AfD hat viele erfolgreiche Politiker auf TikTok
Das weiß auch Ulrich Siegmund – Fraktionschef der AfD im Landtag von Sachsen-Anhalt. Auf seinem TikTok-Account gibt er sich volksnah, nutzt Humor und Hetze gegen Migranten, die Ampel und Medien für Reichweite. Dieses Freund-Feind-Schema funktioniert: mit 370.000 Followern ist er der erfolgreichste deutsche Politiker auf TikTok.
Die Strategie der AfD gehe vor allem deshalb auf, weil andere Parteien ihnen das Feld überlassen würden, meint Martin Fuchs: "Pauschal – würde ich sagen – ist das: Champions League, AfD, versus Kreisliga, die anderen Parteien. Wenn man sich anschaut, wer die zehn erfolgreichsten Politiker in Deutschland auf TikTok sind, dann sind sechs davon in der AfD." Die anderen Parteien schafften es nicht, Menschen mit ihrer Art der Ansprache und der Aufbereitung von Themen so gut zu erreichen wie die AfD.

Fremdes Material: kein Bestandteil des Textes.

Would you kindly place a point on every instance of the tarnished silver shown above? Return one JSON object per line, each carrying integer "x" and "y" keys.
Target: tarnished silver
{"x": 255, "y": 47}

Andere Parteien nur zögerlich und mäßig erfolgreich auf TikTok unterwegs
Auch die SPD Sachsen-Anhalt versucht, ihren Fuß in die TikTok-Tür zu bekommen – mit mäßigem Erfolg. Das würde vor allem daran liegen, dass Hass und Hetze besser klickten als Regierungs-PR, erklärt René Wölfer von der SPD-Fraktion im Landtag.
Seine Partei hat lange gezögert, Inhalte auf der chinesischen Plattform zu teilen: "Wir haben natürlich extremste Datenschutzbedenken und wir geben im Moment auch kein Geld für TikTok aus. Man kann den Algorithmus natürlich beeinflussen, indem man Pakete bucht. Wir gehen auch davon aus, dass die AfD das tut, aber bei uns ist das nicht so. Wir sind noch nicht so lange dabei, haben aber festgestellt, dass wir mit gutem Content auch schnell zu mehr Followerschaft kommen können."
Zum Vergleich: Die SPD kommt gerade mal auf rund ein Drittel der Likes und Follower der AfD.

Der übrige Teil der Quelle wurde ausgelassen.